2: If a zombie is on the same space as you, roll a die to fight it*.
3: Top up your hand (if necessary) to 3 cards. Cards range from weapons you can use, to events you can play on yourself or other players (similar to the interference stage in Munchkin).
4: Roll for your movement. If there are any zombies in your chosen path, you have to stop and fight each of them in turn*.
5: Roll for the zombies' turn. Zombies can only move one square at a time, with the die roll determining how many zombies move.
* Combat involves rolling a single die, with a 4 or more defeating the zombie. A limited number of bullet tokens can be cashed in to upgrade the die roll to a win. We also started with 3 lives each, which can be cashed in for a re-roll.
|Stay back, Zombie Horde...|
The winner is the first to cap 25 zombies, or get to the helipad - which we intentionally placed at the bottom of the tile deck to create a definite "endgame" to work towards.
If you guessed that the phrase "Get to da choppah!" was said at any time during the game...
More than once.
My last-minute all-or-nothing gamble came when I was 10 spaces from the helicopter. I had a card in hand allowing me to skip my movement phase and move up to 10 spaces. All I had to do was complete any combat rolls en route, and I'd be at the chopper and home free! I was down to one life, and there were 8 zombies in my way. First zombie: rolled a 5. Win! Second: rolled a 1, and died.
Dying isn't the end. No, you don't become a zombie yourself, but instead your token "re-spawns" with full health and bullet tokens in the town square - technically, a new character. With the helipad where it was on the map, I was out of the running.
Game 2: Ticket To Ride Europe
Having had a lot of fun playing TTR here at home, I purchased the Europe edition of the game online some time ago. It has some interesting differences in gameplay to the original. Four of the five of us tonight had played TTR before (back at the June installment of B&BG) but I was the only one with any experience of the Europe rules.
|I forgot to take a picture of our finished map at the end of the game, so here's a picture of the box instead.|
TTR: Europe levels this playing field a little bit, by having only 6 cross-continent routes that are dealt out at the beginning together with some shorter routes.
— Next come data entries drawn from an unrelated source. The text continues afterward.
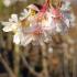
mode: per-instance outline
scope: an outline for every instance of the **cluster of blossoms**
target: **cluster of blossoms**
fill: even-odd
[[[52,34],[65,33],[74,25],[75,16],[67,0],[51,2],[43,6],[33,3],[26,7],[19,18],[12,14],[9,22],[2,22],[4,32],[13,32],[13,42],[26,46],[30,43],[50,42]]]

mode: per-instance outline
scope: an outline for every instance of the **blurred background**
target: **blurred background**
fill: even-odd
[[[44,0],[0,0],[0,21],[8,21],[12,13],[20,14],[28,4]],[[77,0],[72,0],[77,16]],[[76,18],[77,19],[77,18]],[[13,44],[13,34],[2,31],[0,23],[0,77],[77,77],[77,22],[65,35],[53,35],[47,43],[43,68],[40,45],[26,47]],[[46,73],[46,74],[44,74]]]

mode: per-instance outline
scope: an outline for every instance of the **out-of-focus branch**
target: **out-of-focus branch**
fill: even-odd
[[[0,61],[3,64],[3,66],[6,67],[7,72],[9,73],[10,77],[15,77],[15,75],[12,72],[12,69],[9,67],[9,65],[7,64],[4,58],[1,56],[1,54],[0,54]]]

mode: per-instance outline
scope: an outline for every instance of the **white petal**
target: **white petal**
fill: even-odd
[[[4,32],[10,32],[10,31],[12,31],[12,29],[11,29],[10,26],[4,26],[2,30],[3,30]]]
[[[20,36],[18,33],[13,36],[13,43],[20,44]]]
[[[4,26],[11,26],[10,22],[1,22],[1,24],[4,25]]]
[[[31,35],[22,36],[21,37],[21,45],[26,46],[32,42],[33,37]]]
[[[11,20],[18,22],[18,14],[11,14]]]

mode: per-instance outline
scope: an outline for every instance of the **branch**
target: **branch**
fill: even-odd
[[[10,74],[10,76],[15,77],[12,69],[9,67],[9,65],[7,64],[4,58],[1,56],[1,54],[0,54],[0,59],[1,59],[1,63],[3,64],[3,66],[6,67],[7,72]]]

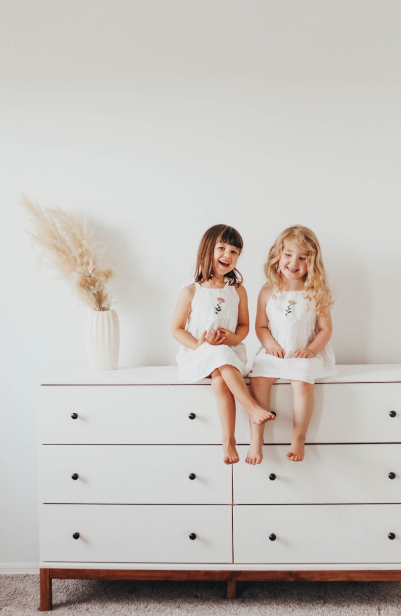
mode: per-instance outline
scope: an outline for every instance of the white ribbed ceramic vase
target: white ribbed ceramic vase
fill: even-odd
[[[89,309],[86,320],[86,348],[90,370],[117,368],[120,326],[116,310]]]

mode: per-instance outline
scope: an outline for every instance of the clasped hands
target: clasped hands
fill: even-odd
[[[222,327],[219,327],[217,330],[210,330],[208,332],[205,330],[197,341],[197,346],[200,346],[204,342],[208,342],[214,346],[218,344],[235,346],[236,334],[229,330],[224,330]]]

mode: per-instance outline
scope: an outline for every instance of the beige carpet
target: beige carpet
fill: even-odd
[[[228,601],[223,582],[53,580],[58,616],[401,616],[401,582],[250,582]],[[38,575],[0,575],[1,616],[38,616]],[[40,613],[40,612],[39,612]]]

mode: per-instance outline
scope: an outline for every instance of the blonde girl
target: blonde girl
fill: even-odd
[[[172,331],[181,347],[177,353],[180,378],[196,383],[212,377],[223,433],[223,460],[238,462],[234,437],[235,398],[252,424],[274,415],[250,395],[245,345],[249,331],[247,293],[236,269],[242,238],[232,227],[215,225],[204,233],[198,249],[194,282],[182,289]]]
[[[267,282],[258,299],[255,329],[261,347],[251,372],[250,391],[266,410],[278,379],[288,379],[293,393],[293,431],[286,455],[304,458],[306,431],[314,405],[316,379],[336,374],[330,344],[333,304],[314,233],[296,225],[285,229],[270,249],[264,265]],[[262,461],[263,426],[251,424],[245,461]]]

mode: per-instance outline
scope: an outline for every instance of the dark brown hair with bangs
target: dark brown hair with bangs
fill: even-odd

Any routes discarded in the startup phase of the game are put back in the box, meaning there is no chance of drawing a 20-point route ticket later in the game. All tickets drawn during the game itself are all short-distance routes, worth between 5 and 10 points on average.
There are a few extra changes in this game as well:
Tunnels are routes marked with a dark outline. They require the player to first declare their intent to claim the route, but if any of the top 3 cards in the draw pile are a matching colour (or a wild), you need that number of extra colour cards to successfully complete the route.
Ferries are routes marked with 1 or more train symbols. They require a mix of wild cards and colours, rather than just a set number of colours.
Train Stations can be placed over a city. At the end of the game, they allow you to claim one section of an opponent's track in or out of that city, for purposes of completing a route. They do not act as a bridge for claiming the longest continuous route.
In descending order, from winner to loser: Peter, David, Michael, Jamie, Glenn. Yep, dead last.
Looking forward to October board games already!